Report offers INS guide for IT

Data Management Improvement Act Task Force membership

A report filed with Congress this month has begun to give shape to the Immigration and Naturalization Service's quest for an entry/exit computer system that would keep track of border crossings by land, sea and air.

The Data Management Improvement Act Task Force report, filed Jan. 3, evaluates the agency's current technology and offers recommendations toward developing the entry/exit system.

Congress has set aside $362 million for the system in the budget now being considered for INS. However, the funds can't be appropriated until the agency develops a spending plan, according to a Senate report on the bill, because "it is unclear what this system is or will become, and how it will address [INS'] expansive directives."

The directives stem from several pieces of antiterrorism legislation passed in 2001 and 2002 that collectively will require INS to fingerprint every traveler entering or leaving the United States, collect biographical and biometric information on them, and store the data in a central database that is available to federal, state and local law enforcement agencies, the Senate report said.

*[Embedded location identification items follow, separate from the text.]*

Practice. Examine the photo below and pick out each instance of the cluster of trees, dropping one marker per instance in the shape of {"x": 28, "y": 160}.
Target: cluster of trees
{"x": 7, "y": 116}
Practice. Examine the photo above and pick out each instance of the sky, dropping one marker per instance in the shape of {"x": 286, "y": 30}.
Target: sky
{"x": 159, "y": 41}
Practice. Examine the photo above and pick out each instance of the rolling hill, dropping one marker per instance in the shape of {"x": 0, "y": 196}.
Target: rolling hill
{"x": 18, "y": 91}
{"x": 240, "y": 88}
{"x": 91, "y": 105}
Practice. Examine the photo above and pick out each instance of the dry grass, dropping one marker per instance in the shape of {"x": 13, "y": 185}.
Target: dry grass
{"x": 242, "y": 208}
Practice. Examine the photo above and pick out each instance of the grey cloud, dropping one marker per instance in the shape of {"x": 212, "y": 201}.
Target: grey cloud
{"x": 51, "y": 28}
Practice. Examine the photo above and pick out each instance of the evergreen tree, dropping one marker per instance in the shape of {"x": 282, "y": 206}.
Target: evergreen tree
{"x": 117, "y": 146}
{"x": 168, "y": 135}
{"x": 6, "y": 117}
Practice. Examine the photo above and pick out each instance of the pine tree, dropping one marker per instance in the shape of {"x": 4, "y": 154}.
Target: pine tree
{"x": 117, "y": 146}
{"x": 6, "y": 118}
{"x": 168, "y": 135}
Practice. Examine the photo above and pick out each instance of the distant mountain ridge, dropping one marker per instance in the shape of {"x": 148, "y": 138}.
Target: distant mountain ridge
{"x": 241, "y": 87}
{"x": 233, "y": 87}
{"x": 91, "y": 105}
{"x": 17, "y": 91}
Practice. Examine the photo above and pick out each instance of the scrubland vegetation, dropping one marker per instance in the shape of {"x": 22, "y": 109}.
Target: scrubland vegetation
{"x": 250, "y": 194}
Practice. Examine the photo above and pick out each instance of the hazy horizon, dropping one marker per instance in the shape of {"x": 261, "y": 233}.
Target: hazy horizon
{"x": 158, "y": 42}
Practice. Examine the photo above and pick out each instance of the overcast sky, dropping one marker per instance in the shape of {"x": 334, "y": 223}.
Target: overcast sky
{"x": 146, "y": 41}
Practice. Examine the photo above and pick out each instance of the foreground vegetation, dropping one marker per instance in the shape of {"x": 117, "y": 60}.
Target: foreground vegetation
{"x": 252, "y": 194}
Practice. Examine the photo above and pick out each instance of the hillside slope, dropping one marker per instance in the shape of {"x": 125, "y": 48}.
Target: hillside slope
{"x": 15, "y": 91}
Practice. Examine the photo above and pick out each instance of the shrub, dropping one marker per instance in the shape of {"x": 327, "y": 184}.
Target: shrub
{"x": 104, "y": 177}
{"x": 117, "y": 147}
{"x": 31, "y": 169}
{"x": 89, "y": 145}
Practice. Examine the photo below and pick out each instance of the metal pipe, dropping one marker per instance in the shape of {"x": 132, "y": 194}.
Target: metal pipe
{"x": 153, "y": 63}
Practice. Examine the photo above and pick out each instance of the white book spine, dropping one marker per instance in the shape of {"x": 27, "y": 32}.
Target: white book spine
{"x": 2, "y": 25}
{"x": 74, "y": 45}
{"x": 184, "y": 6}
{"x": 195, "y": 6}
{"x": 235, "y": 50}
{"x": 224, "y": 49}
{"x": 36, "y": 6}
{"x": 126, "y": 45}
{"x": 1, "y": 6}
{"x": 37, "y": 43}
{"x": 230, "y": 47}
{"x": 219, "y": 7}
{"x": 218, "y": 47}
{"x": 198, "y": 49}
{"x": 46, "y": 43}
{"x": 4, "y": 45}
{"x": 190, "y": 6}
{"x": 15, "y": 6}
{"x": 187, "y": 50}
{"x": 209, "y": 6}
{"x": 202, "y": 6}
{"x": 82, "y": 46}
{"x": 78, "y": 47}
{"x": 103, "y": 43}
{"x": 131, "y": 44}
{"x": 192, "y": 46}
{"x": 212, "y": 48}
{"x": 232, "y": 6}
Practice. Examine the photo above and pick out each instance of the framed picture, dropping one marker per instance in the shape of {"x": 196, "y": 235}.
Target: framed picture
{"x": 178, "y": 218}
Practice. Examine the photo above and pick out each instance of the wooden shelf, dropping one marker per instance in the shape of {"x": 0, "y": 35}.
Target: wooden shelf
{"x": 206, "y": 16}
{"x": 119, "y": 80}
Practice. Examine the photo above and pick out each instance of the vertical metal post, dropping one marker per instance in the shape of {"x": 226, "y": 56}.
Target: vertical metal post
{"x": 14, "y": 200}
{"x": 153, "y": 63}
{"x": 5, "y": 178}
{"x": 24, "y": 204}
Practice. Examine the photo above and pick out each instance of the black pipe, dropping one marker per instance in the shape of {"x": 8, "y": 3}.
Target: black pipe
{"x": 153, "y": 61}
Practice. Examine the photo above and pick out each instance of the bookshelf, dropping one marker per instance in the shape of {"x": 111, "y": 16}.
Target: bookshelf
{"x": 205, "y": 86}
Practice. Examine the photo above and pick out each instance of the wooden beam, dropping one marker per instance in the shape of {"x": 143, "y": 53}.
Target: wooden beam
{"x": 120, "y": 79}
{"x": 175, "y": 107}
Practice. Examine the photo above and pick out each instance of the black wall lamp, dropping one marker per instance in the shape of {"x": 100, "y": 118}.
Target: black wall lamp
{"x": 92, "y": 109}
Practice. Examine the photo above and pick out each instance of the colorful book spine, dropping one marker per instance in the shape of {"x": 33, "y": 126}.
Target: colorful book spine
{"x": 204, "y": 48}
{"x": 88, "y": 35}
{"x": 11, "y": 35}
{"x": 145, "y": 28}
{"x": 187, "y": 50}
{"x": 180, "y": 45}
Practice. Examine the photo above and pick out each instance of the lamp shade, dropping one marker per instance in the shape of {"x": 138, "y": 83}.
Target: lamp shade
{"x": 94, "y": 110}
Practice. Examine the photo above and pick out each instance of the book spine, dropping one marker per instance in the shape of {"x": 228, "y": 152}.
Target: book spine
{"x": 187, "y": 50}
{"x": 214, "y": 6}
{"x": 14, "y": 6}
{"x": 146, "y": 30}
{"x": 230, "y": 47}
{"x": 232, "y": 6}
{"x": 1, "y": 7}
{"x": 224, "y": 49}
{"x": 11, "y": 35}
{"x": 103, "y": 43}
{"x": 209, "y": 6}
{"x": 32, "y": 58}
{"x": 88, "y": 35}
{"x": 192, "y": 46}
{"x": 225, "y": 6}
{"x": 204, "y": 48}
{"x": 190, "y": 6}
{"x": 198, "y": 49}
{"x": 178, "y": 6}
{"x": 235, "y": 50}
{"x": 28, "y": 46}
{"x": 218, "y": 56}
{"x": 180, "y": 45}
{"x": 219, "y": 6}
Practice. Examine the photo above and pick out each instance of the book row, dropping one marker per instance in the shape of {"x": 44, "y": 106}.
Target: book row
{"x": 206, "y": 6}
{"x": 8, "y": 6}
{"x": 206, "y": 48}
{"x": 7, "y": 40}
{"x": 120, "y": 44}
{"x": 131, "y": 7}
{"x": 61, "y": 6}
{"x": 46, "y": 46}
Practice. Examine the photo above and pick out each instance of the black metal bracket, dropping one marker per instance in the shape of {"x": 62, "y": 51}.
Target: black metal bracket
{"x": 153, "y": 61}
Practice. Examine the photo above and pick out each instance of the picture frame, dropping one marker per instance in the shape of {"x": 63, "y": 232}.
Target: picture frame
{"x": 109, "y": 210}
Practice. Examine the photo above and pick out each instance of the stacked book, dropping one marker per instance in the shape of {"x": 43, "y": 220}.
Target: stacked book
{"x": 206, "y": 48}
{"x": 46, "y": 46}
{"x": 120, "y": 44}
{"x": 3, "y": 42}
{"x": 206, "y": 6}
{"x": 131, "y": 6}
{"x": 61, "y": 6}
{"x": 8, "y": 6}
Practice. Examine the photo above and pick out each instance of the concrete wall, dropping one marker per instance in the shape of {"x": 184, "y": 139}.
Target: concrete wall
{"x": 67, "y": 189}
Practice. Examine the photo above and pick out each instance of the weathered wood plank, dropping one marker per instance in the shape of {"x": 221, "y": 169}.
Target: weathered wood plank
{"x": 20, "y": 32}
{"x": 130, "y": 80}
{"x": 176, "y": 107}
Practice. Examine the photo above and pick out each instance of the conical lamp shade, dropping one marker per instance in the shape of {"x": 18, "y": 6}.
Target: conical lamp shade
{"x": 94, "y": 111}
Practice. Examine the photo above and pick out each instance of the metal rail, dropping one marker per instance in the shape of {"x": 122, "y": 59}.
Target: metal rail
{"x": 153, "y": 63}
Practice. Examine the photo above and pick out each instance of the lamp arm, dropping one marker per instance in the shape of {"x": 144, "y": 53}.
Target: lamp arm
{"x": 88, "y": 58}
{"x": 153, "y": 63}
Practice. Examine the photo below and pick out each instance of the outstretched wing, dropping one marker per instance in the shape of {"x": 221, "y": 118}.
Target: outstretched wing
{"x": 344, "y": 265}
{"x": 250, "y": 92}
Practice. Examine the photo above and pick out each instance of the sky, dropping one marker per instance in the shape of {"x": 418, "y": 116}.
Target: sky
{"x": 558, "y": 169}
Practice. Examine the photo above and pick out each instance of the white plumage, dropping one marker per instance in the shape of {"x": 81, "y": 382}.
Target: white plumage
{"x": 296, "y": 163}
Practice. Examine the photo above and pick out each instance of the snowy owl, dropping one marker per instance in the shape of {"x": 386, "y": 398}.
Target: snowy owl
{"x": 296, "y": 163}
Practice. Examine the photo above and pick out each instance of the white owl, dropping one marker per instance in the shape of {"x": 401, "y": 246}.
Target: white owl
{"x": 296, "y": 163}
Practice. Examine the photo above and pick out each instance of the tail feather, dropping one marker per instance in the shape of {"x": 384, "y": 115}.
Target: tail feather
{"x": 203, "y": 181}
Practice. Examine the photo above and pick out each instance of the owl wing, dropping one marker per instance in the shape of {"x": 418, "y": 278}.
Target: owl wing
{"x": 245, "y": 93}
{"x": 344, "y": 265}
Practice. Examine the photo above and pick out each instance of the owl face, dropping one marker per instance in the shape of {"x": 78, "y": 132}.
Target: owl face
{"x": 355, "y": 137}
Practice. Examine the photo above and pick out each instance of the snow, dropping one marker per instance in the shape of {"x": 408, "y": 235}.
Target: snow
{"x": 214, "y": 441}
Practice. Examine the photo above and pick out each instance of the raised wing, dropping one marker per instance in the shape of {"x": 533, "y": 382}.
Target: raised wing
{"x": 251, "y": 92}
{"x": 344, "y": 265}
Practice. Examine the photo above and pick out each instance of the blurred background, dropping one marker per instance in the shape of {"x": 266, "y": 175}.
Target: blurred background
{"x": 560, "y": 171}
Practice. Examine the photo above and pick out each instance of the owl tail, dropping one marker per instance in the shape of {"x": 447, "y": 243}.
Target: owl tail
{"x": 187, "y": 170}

The task force report found that airports are the most heavily automated entry points. The largest number of people enter or leave the country via land routes, which are the least automated. It recommends that INS choose systems it already is using to meet the Dec. 31 deadline for capturing entry and exit information at air- and seaports. Over the long term, many of the systems will need to be upgraded or replaced, the team found.

Like most federal agencies, INS suffers from "stovepipes" of unconnected data. Many of the systems process data in batches, which delays access to information essential for tight security. The IT architecture isn't standardized and many IT users are poorly trained, the task force found.

The task force also looked for ways to expedite the border-crossing process for people whose business requires frequent travel to or from the United States. Ensuring that security measures don't impede legitimate travel was important to many members of the team, including Randel Johnson, vice president of labor, immigration and employee benefits for the U.S. Chamber of Commerce in Washington, D.C.

Other key recommendations in the report include:

* Use emerging technologies including Extensible Markup Language and "federated systems"—an approach that uses multiple physical databases as if they were one—to make existing systems communicate with one another.

* Identify technology, including biometric devices, to strengthen border security. The systems should be interoperable with all federal, state and local law enforcement agencies.

* Design the system so that it collects needed data only once, and disseminates it to other agencies as needed.

* Develop long-term goals based on strategic function rather than individual departments.

* Work in conjunction with other governments and private industry to develop increasingly secure documents for international travelers.

The 17-member task force was created through the Data Management Improvement Act of 2000 and began its work in February 2002. It includes six agency representatives, nine from the private sector and two from state and local government. Now that the entry/exit system report is complete, the task force will turn its attention to other aspects of INS' information technology.